10% thankful

At church on Sunday, we had a sermon about the ten lepers in Luke 17. After Jesus healed them, only 10% came back to thank Him. What about the other 90%? All we really know is that they were healed on their way to the priest. Undoubtedly, they were grateful, but what did they do about it?

Ten percent versus ninety percent. I’m thinking in percentages because the story brings to mind tithes and offerings. I like to think that 10% is God’s and 90% is mine. I go my way with the 90%.

What would change if I started to live like the 100% belonged to God?

Just a thought as I consider how thankful or unthankful I am this Thanksgiving Day 2017.

We miracles that don’t look like miracles

Not long ago, someone told me, “Every story is beautiful.” “Of course!” I probably responded. All stories were beautiful, but some stories were fascinating: dreams and visions, persecution, bold statements of faith, etc. Those were the stories that captivated me. They still do.

But that someone was right by putting all stories on the same level. Because, as he went on to say, “God loves you just as much as He loves anyone else.” Right. Of course, but–

But it’s true. My redemption story is just as miraculous and beautiful even though I haven’t “stopped the mouths of lions, quenched the power of fire, escaped the edge of the sword” (Heb. 11:33-34). In fact, many of the people who are in the Hebrews “Hall of Faith” lived lives of simple obedience rather than lives of excitement.

Those exciting stories are still fascinating. However, my challenge this week is to thank God for the redemption stories of the “normal” people around me.

Whether exciting or not, our stories are miraculous.

Ramadan blues

“Am I hungry or just bored?” I muse as I peer into the refrigerator.

Summer has set in where the nights rarely descend with a breath of cool air. It is warm all of the time. And what is worse is that I feel trapped inside. And what is even worse is that my roommate chose this month to travel to Germany, another friend left forever, one classmate is in the UK and another classmate is in Spain. I am trapped with myself.

I make plans here and there, but the reality is that any plans are contingent upon the time of day. The hours that are too hot are off limits because street robbers might prey on the few people who are out. The hours right before the breaking of fast are even worse; there are hardly any people or cars to be seen and a fog of silence enshrouds the street.

Even if I do go out, most stores would be closed anyway.

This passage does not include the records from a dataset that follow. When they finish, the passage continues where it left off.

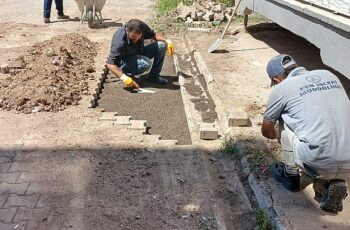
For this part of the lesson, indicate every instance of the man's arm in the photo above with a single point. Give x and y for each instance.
(115, 70)
(270, 129)
(159, 37)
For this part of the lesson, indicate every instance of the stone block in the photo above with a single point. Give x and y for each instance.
(238, 118)
(3, 199)
(122, 120)
(208, 133)
(138, 125)
(9, 177)
(15, 65)
(28, 201)
(11, 226)
(19, 189)
(108, 116)
(36, 215)
(5, 159)
(7, 214)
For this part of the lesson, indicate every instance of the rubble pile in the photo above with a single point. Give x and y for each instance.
(51, 76)
(203, 10)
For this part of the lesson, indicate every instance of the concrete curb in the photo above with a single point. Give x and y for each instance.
(260, 188)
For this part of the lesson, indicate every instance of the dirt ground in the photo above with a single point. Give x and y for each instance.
(84, 174)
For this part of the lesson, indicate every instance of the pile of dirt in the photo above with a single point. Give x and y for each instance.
(51, 76)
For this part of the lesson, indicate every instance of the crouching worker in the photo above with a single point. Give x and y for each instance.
(309, 112)
(129, 56)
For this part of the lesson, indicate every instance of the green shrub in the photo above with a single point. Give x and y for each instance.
(262, 220)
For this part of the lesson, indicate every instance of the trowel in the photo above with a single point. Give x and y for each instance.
(142, 90)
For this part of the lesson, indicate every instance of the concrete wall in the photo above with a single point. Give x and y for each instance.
(329, 32)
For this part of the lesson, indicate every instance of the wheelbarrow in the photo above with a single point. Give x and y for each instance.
(89, 10)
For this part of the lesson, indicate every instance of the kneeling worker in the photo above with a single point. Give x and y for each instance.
(313, 114)
(129, 56)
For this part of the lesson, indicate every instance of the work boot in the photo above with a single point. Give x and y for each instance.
(332, 201)
(290, 181)
(320, 187)
(47, 20)
(158, 80)
(63, 16)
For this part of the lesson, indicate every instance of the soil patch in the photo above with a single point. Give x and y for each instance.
(50, 76)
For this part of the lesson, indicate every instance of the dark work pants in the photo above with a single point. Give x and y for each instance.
(47, 7)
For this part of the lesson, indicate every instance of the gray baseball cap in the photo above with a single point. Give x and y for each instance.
(277, 65)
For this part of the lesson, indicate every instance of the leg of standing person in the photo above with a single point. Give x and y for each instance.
(135, 65)
(287, 173)
(156, 50)
(47, 10)
(59, 8)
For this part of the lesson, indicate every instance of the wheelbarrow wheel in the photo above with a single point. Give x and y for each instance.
(90, 19)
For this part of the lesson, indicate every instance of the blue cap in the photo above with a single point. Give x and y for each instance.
(279, 64)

And the cafés and restaurants definitely are.

Why didn’t I just go home for part of the summer? Never mind the long journey or the money. Maybe that would have cured some of my recent homesickness.

I am tired of studying on my own, reviewing, practicing, listening, jotting down notes. I am tired of the food in my fridge. I am tired of sleeping.

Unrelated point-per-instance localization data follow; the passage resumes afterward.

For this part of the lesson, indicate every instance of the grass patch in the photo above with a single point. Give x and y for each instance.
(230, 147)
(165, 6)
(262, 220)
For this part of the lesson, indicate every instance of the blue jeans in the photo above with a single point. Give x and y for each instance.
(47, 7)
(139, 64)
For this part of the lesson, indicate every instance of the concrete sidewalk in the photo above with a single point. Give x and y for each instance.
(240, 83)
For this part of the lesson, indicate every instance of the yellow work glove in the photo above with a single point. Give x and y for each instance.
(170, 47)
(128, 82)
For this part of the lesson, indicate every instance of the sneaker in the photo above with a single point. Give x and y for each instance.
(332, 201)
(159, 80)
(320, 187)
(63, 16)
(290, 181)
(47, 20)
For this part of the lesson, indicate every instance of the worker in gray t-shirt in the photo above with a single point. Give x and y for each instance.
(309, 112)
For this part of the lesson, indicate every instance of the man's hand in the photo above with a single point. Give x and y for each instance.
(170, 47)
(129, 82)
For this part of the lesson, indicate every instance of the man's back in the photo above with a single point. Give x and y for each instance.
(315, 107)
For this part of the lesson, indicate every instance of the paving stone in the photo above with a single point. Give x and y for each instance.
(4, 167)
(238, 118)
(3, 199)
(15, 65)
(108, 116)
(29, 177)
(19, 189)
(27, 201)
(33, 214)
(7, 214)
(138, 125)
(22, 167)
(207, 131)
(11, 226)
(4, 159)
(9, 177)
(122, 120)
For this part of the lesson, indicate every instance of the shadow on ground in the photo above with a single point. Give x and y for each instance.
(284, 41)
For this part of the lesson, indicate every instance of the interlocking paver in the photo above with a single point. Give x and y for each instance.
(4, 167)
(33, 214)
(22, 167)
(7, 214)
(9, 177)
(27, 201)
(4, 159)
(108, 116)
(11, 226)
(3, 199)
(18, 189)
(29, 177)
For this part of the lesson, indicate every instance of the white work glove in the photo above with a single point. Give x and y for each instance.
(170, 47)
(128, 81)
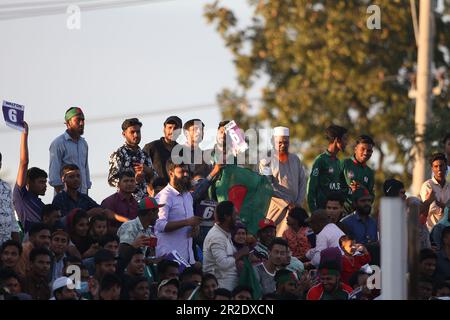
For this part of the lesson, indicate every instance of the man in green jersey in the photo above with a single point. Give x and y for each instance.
(355, 171)
(326, 171)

For a melancholy, boredom breeds self-pity. At least it does in this melancholy. The light at the end of the tunnel is fading. Ramadan will NEVER end! Instead of thinking how hard it would be to fast for thirty days, I think about how unfair it is to plan my life around those who are fasting.

Selfishness. Yes, it all comes down to a perspective saturated in selfishness. Time to go count my blessings.